Abbildung 1 | Langfristiges Risiko/Rendite-Profil von zehn nach Volatilität sortierten Portfolios
Quellen: Robeco, CRSP. Die Abbildung zeigt die durchschnittlichen annualisierten Erträge und Volatilitäten von 10 Portfolios, die nach der Volatilität ihrer Renditen in den letzten 36 Monaten sortiert wurden. Das Anlageuniversum umfasst alle Stammaktien, die an den Börsen NYSE, AMEX und NASDAQ gehandelt werden – mit valider Marktkapitalisierung und Renditedaten von 1926-2020. Die Portfolios sind gleichgewichtet und die Portfolioerträge umfassen den Zeitraum von Januar 1929 bis Dezember 2020.

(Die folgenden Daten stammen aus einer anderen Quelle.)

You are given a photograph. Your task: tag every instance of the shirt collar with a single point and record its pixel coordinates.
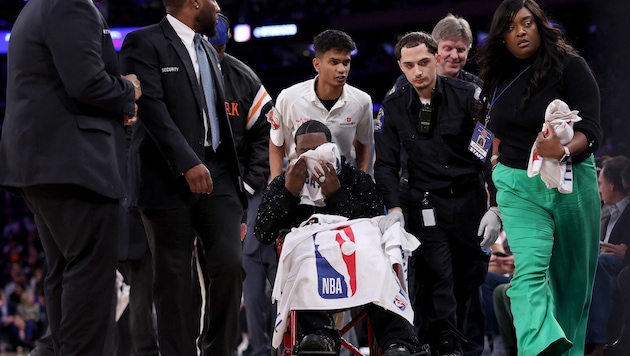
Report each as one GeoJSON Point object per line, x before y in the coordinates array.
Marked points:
{"type": "Point", "coordinates": [184, 32]}
{"type": "Point", "coordinates": [315, 98]}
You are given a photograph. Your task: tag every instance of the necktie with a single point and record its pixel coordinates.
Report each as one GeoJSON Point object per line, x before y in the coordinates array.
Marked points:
{"type": "Point", "coordinates": [208, 91]}
{"type": "Point", "coordinates": [614, 215]}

Der Low Volatility-Effekt steht im Widerspruch zur risikobasierten Denktradition
Das CAPM unterstellt einen linearen Zusammenhang zwischen dem Risiko (Marktsensitivität, z.B. Beta) und dem Ertrag von Wertpapieren. Allerdings haben zahlreiche Untersuchungen gezeigt, dass Aktien mit niedrigem Beta entgegen der Intuition auf risikobereinigter Basis besser abschneiden als Titel mit hohem Beta. Darauf wurde bereits in den 1970er Jahren in einem wegweisenden Papier hingewiesen, welches zeigte, dass Portfolios mit weniger schwankungsintensiven Aktien höhere Erträge erzielen als solche mit größerem Risiko.1
Nach der Effizienzmarkthypothese müssten Aktien mit geringerem Risiko andere Risiken beinhalten, die nicht vom jeweiligen Markt-Beta erfasst werden – was ihre höheren Renditen erklärt. Doch Versuche, diese Risiken zu identifizieren, gab es nur vereinzelt. Sie überzeugen auch kaum im Vergleich zu den von der Behavioral Finance-Theorie entwickelten Erklärungen für das Phänomen.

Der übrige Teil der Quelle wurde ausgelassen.